Re: [PATCH] x86/entry/64: randomize kernel stack offset upon syscall

From: Ingo Molnar
Date: Tue Apr 16 2019 - 03:34:52 EST



* Reshetova, Elena <elena.reshetova@xxxxxxxxx> wrote:

> > 4)
> >
> > But before you tweak the patch, a more fundamental question:
> >
> > Does the stack offset have to be per *syscall execution* randomized?
> > Which threats does this protect against that a simpler per task syscall
> > random offset wouldn't protect against?
>
> We *really* need it per syscall. If you take a look on the recent stack attacks
> [1],[2],[3],[4], they all do some initial probing on syscalls first to discover stack addresses
> or leftover data on the stack (or pre-populate stack with some attacker-controlled data),
> and then in the following syscall execute the actual attack (leak data, use
> pre-populated data for execution, etc.). If the offset stays the same during
> task life time, it can be easily recovered during this initial probing phase, and
> then nothing changes for the attacker.
>
> [1] Kernel Exploitation Via Uninitialized Stack, 2011
> https://www.defcon.org/images/defcon-19/dc-19-presentations/Cook/DEFCON-19-Cook-Kernel-Exploitation.pdf
> [2] Stackjacking, 2011, https://jon.oberheide.org/files/stackjacking-infiltrate11.pdf
> [3] The Stack is Back, 2012, https://jon.oberheide.org/files/infiltrate12-thestackisback.pdf
> [4] Exploiting Recursion in the Linux Kernel, 2016,
> https://googleprojectzero.blogspot.com/2016/06/exploiting-recursion-in-linux-kernel_20.html

Yeah, so if there's an information leak from the kernel stack, don't we
now effectively store 5 PRNG bits there for every syscall, allowing the
systematic probing of the generic PRNG?

The kernel can execute millions of syscalls per second, I'm pretty sure
there's a statistical attack against:

* This is a maximally equidistributed combined Tausworthe generator
* based on code from GNU Scientific Library 1.5 (30 Jun 2004)
*
* lfsr113 version:
*
* x_n = (s1_n ^ s2_n ^ s3_n ^ s4_n)
*
* s1_{n+1} = (((s1_n & 4294967294) << 18) ^ (((s1_n << 6) ^ s1_n) >> 13))
* s2_{n+1} = (((s2_n & 4294967288) << 2) ^ (((s2_n << 2) ^ s2_n) >> 27))
* s3_{n+1} = (((s3_n & 4294967280) << 7) ^ (((s3_n << 13) ^ s3_n) >> 21))
* s4_{n+1} = (((s4_n & 4294967168) << 13) ^ (((s4_n << 3) ^ s4_n) >> 12))
*
* The period of this generator is about 2^113 (see erratum paper).

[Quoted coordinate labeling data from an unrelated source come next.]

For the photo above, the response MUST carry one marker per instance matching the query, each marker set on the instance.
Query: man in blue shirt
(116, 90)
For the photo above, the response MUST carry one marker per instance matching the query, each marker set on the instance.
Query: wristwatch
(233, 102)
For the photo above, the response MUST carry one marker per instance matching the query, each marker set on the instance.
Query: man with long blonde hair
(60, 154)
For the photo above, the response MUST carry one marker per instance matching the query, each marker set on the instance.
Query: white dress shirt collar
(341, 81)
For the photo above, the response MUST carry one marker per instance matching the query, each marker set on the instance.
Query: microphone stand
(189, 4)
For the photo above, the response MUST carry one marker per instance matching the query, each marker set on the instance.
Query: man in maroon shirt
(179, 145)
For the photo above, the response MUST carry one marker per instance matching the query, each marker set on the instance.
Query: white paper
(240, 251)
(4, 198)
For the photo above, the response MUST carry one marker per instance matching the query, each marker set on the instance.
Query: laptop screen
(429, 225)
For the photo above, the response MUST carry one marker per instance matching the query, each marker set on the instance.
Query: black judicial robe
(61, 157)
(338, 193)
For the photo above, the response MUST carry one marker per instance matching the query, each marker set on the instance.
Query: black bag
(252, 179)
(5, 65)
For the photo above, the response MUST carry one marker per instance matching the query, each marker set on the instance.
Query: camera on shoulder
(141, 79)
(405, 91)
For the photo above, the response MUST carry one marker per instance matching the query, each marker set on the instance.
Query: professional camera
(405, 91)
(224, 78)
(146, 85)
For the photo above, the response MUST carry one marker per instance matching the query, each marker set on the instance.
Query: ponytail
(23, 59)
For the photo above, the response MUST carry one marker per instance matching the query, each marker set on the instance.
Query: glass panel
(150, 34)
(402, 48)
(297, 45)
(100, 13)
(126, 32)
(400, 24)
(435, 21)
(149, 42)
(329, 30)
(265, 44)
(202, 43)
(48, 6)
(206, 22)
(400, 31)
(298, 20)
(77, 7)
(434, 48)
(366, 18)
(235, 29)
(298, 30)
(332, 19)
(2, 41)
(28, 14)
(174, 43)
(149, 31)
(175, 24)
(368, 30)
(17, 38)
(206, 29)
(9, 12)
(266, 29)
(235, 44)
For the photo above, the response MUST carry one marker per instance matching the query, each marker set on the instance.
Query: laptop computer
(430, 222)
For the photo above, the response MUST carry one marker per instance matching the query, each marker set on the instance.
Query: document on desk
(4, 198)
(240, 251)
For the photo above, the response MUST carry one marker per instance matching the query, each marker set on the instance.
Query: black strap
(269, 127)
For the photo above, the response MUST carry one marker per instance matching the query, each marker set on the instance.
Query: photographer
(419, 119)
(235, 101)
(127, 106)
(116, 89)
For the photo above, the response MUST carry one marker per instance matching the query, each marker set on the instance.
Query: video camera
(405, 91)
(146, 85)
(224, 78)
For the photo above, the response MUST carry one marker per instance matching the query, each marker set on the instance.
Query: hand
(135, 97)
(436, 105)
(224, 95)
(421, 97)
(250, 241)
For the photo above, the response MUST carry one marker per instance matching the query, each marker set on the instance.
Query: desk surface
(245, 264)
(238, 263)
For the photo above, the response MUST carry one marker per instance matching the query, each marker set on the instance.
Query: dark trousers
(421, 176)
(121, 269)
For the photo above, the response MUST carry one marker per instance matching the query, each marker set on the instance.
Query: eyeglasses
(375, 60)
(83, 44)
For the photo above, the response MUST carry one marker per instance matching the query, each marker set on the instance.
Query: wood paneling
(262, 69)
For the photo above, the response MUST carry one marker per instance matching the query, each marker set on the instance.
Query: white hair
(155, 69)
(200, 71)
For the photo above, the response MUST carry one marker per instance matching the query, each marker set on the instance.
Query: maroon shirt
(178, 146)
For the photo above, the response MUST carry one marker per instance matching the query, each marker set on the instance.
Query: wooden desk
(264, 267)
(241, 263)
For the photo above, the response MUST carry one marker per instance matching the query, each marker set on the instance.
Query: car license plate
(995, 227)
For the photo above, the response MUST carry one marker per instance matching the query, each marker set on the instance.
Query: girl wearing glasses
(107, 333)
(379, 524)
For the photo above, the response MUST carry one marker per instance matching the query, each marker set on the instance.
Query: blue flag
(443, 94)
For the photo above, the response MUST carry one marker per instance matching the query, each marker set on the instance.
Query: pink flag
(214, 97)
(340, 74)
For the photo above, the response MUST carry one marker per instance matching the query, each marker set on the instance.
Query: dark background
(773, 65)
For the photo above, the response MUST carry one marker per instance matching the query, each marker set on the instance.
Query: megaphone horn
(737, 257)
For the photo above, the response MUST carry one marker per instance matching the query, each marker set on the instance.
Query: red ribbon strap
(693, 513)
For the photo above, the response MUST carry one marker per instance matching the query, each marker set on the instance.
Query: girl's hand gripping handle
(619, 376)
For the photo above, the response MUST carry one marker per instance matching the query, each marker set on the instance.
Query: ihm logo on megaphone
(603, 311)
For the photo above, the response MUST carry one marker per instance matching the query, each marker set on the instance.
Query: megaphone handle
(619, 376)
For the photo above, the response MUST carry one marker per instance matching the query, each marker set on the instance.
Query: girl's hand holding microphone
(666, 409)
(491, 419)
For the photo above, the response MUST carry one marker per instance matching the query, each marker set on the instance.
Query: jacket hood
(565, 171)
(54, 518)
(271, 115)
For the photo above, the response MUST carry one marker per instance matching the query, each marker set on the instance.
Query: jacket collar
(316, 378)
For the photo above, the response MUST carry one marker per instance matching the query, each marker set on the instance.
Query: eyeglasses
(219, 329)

... which recovers the real PRNG state much faster than the ~60 seconds
seeding interval and allows the prediction of the next stack offset?

I.e. I don't see how kernel stack PRNG randomization protects against
information leaks from the kernel stack. By putting PRNG information into
the kernel stack for *every* system call we add a broad attack surface:
any obscure ioctl information leak can now be escalated into an attack
against the net_rand_state PRNG, right?

> No the above numbers are with CONFIG_PAGE_TABLE_ISOLATION=y for x86_64,
> I will test with CONFIG_PAGE_TABLE_ISOLATION turned off from now on
> also.

Thanks!

Ingo